$C(K)$ is reflexive if and only if $K$ is finite

Question

Let $C(K)$ be the set of all continuous complex valued functions on a compact Hausdorff space $K$. Is it true that $K$ must be finite if $C(K)$ is reflexive? To me it seems true, but I don't know how to prove it. As $C(K)$ is reflexive then we have canonical isometry onto $C(K)^{**}$. How does that help?

Answer 1

The dual space of $C(K)$ is the space of Radon measure $\nu$ on $K$. For every bounded Borel function $u$ on $K$, one can define $\bar u \in C(K)^{**}$ by

$$\bar u (\nu) = \int_K u d\nu,\ \ \ \ \forall \nu \in C(K)^*. $$

Note that the canonical embedding $\Phi: C(K) \to C(K)^{**}$ is given by $$\Phi f(\nu) = \nu(f) = \int_K fd\nu,$$ thus if $\Phi$ is surjective, for all bounded Borel measurable $u$ there is $f\in C(K)$ so that

$$\bar u = \Phi f \Rightarrow \int_K u d\nu = \int_K f d\nu$$

for all Radon measure $\nu$. In particular for the Dirac measure $\nu = \delta_x$, $x\in K$, we have $$u(x) = f(x).$$

Thus all bounded Borel measurable functions are indeed continuous. In particular, all one point sets are open and so $K$ is discrete. By compactness, $K$ is finite.

Answer 2

One simple case is when K is a metric space. Since it is compact, it is separable. Choose a dense set $\{y_n\} $ of K, them the functions $x \mapsto d (x,y_n) $ generate a separable subalgebra of C(K) that is dense by Stone weierstrass. Hence C(K) is separable.

However, for each $x\in K $, the evaluation maps $ev_x $ are bounded linear functionals at a distance 1 from each other. Thus if K is infinite, then $C(K)^{\ast} $ is not separable, and so C(K) cannot be reflexive.

OTOH, if K is finite, the C(K) is finite dimensional and hence reflexive.

Answer 3

There is another different answer to you question in the special case that you allow $C(K)$ for $K = \mathbb T$, the torus, to be equipped with the weak topology.

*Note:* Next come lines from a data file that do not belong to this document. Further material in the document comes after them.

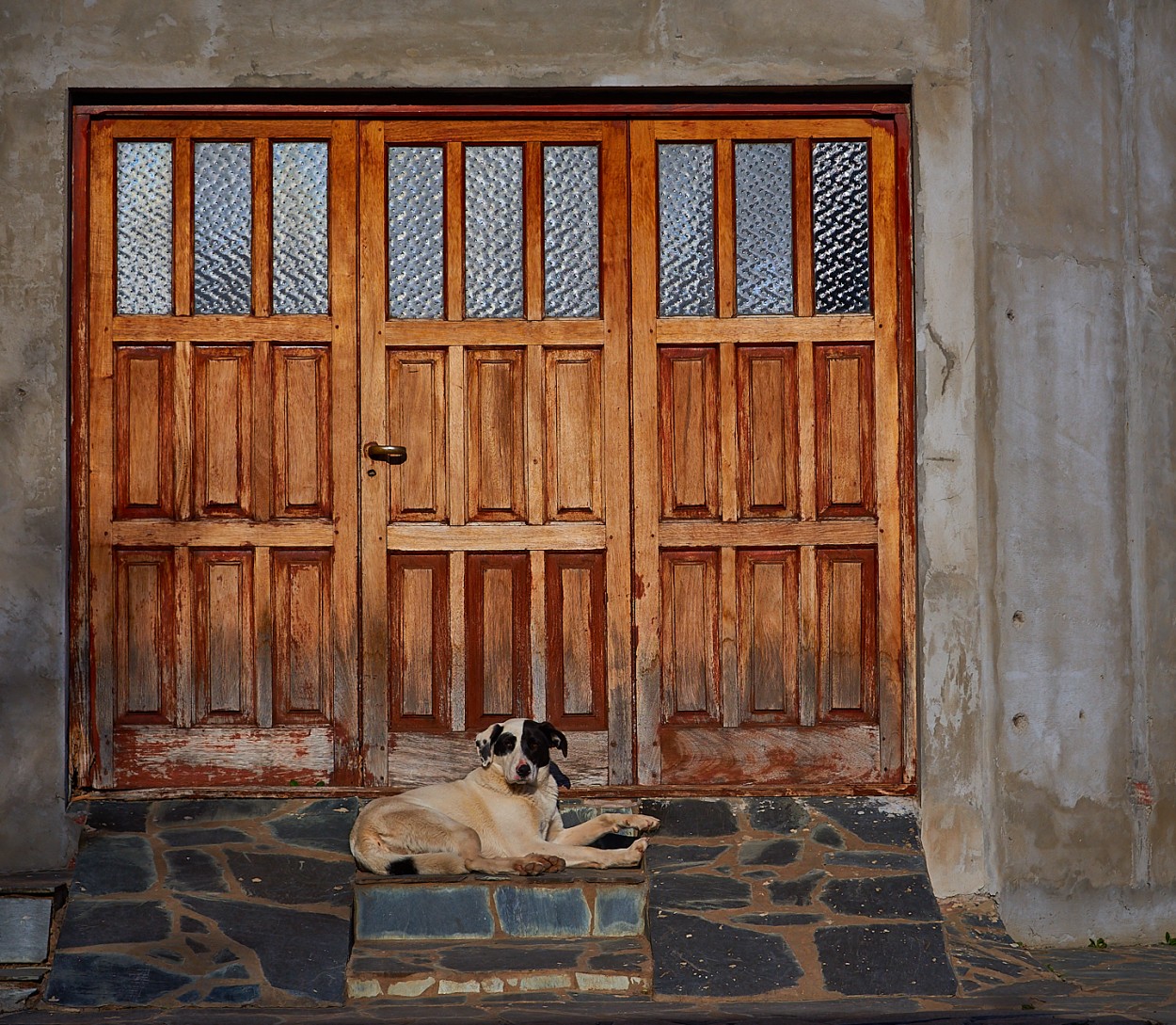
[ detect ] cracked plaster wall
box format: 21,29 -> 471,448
0,0 -> 1176,937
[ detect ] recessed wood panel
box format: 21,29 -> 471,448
659,347 -> 719,519
661,551 -> 720,723
738,346 -> 800,517
389,349 -> 447,522
114,346 -> 175,518
273,549 -> 332,723
389,553 -> 452,730
466,553 -> 531,729
545,348 -> 605,521
817,549 -> 878,721
192,550 -> 257,724
546,552 -> 608,729
813,344 -> 875,517
274,344 -> 330,517
192,346 -> 253,517
737,549 -> 800,723
466,348 -> 527,521
114,549 -> 177,724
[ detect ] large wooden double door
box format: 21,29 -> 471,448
73,111 -> 914,790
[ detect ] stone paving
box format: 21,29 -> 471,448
8,795 -> 1176,1025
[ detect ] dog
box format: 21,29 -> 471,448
351,719 -> 659,875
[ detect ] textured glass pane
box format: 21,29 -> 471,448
813,142 -> 870,313
735,142 -> 793,314
116,142 -> 172,314
194,142 -> 253,313
658,142 -> 715,316
389,146 -> 445,318
544,146 -> 600,316
273,142 -> 327,313
466,146 -> 522,316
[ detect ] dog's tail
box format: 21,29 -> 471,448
352,832 -> 467,875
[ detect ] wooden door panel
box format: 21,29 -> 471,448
630,118 -> 914,789
86,118 -> 358,787
360,120 -> 633,785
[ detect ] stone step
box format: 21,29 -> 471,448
347,936 -> 653,1001
354,870 -> 648,941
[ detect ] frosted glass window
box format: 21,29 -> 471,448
658,142 -> 715,316
544,146 -> 600,316
193,142 -> 253,313
735,142 -> 793,314
389,146 -> 445,319
466,146 -> 522,316
114,142 -> 172,314
273,142 -> 327,313
813,142 -> 870,313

The following is taken from the article Exact Support Recovery for Sparse Spikes Deconvolution by Vincent Duval and Gabriel Peyré, from subsection 2.1 Topology of Radon Measures:

$M(\mathbb T)$ can be defined as the dual space of $C(\mathbb T)$ endowed with the uniform norm $\| \cdot \|_{\infty}$. It is naturally a Banach space when endowed with the dual norm (also called total variation norm) $$ \| m \|_{\text{TV}} := \sup_{\substack{f \in C(\mathbb T) \\ \| f \|_{\infty} = 1}} \int_{\mathbb T} f dm. $$ In that case the dual of $M(\mathbb T)$ is a complicated space, and it is strictly larger than $C(\mathbb T)$, as $C(\mathbb T)$ is not reflexive. However, if we endow $M(\mathbb T)$ with its weak$^*$ topology (i.e. the coarsest topology such that elements of $C(\mathbb T)$ defined continuous linear functionals on $M(\mathbb T)$), then $M(\mathbb T)$ is a locally convex space whose dual is $C(\mathbb T)$. Thus if we endow $C(\mathbb T)$ with its weak and $M(\mathbb T)$ with its weak$^*$-topology, both have symmetrical roles, on is the dual of the other, and conversely.